Cleaning CFB play-by-play Data

The purpose of this code is to clean up college football play-by-play data to play nicely with Puntalytics RERUN code and generate the plot I tweeted in response to their article

First we need to load the necessary packages. Tidyverse because always tidyverse. cfbscrapR to pull college football play-by-play data. And then ggimage and ggrepel to make some pretty graphs.

library(tidyverse)
# # Can install cfbscrapR using the devtools package from either of the following:
# devtools::install_github(repo = "saiemgilani/cfbscrapR")
# # or the following (these are the exact same packages):
# devtools::install_github(repo = "meysubb/cfbscrapR")
library(cfbscrapR)
library(ggimage)
library(ggrepel)

First we need to pull in the play-by-play data. This can be done with cfbscrapR’s cfb_pbp_data function. It take a few minutes to pull all of the data so I pre-loaded it into an RDS file to save time.

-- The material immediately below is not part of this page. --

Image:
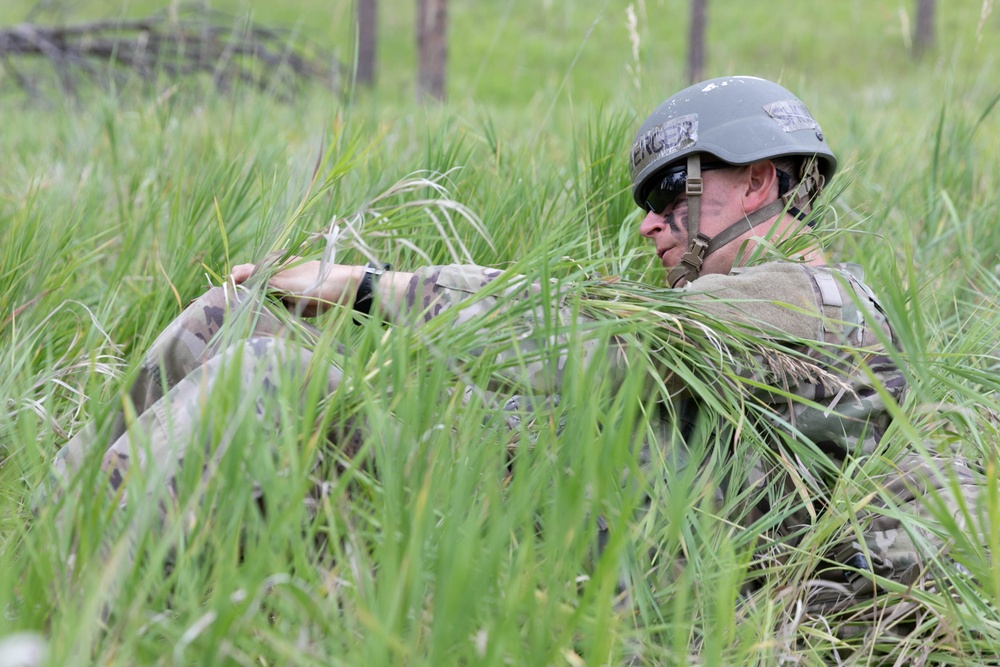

# pbp_2019 <- cfb_pbp_data(year=2019, season_type = "regular", week=NULL, epa_wpa = TRUE)
pbp_2019 <- readRDS("pbp_2019.rds")

We start by filtering our play-by-play data down to just the punting plays. and then select variables we care about. We’ll also ignore punts that had a penalty. During my first look at those plays, there wasn’t an obvious consistent way to pull out the punt data we wanted but with some actual time and effort, there’s likely a way to get at the data.

punts <- pbp_2019 %>%
  filter(punt == 1)
punts <- punts %>%
  select(offense_play,defense_play,play_type,play_text,yards_gained,yards_to_goal,yards_to_goal_end) %>%
  filter(!(str_detect(play_text,"enalty"))) # Filter out penalty plays to save a headache

Now we can start transforming our data to match what we need for Puntalytics’ code. Using a few str_detects we can figure out if a punt was returned or not. In our data, on a punt, the yards_to_goal_end column is typically the returning team’s yards to goal at the end of the play. So to calculate the net punt yards we can subtract 100 minus that column from the yards to goal at the start of the play of the kicking team. For touchbacks, sometimes the yards to goal at the end was 20 and sometimes it was 80 so a quick ifelse can adjust that for us. The return yards were typically found in the yards_gained column. On a handful of punts, this seemed to break and so I filtered out any punts over 80 yards as being unrealistic. Digging into those punts and cleaning them is future work that could improve this analysis.

punts <- punts %>% 
  mutate(punt_out_of_bounds = ifelse(str_detect(play_text,"bounds"),1,0),
         punt_downed = ifelse(str_detect(play_text,"downed"),1,0),
         punt_fair_catch = ifelse(str_detect(play_text,"fair catch"),1,0),
         touchback = ifelse(str_detect(play_text,"ouchback"),1,0),
         net_punt = yards_to_goal - (100-yards_to_goal_end),
         net_punt = ifelse(yards_to_goal_end == 20 & touchback == 1,net_punt+60,net_punt),
         GrossYards = net_punt + yards_gained,
         return_yards = yards_gained,
         punter = str_extract(play_text,".{0,25} punt"),
         punter = str_remove(punter," punt")
         ) %>%
  filter(GrossYards >= 0 & GrossYards < 80) %>%
  mutate(returned = pmap_dbl(list(punt_out_of_bounds==0 &
                                    punt_downed==0 &
                                    punt_fair_catch==0 &
                                    touchback==0,
                                  1, 0),
                             if_else))

Copying Code

Now we can start copying code! Read Puntaltyics’s article to actually understand what we’re doing here and what RERUN is.

punts <- punts %>%
  mutate(GrossYards_r = ifelse(returned==1, 
                                      GrossYards, NA) )%>% 
  mutate(return_yards_r = ifelse(returned==1,
                                        return_yards, NA))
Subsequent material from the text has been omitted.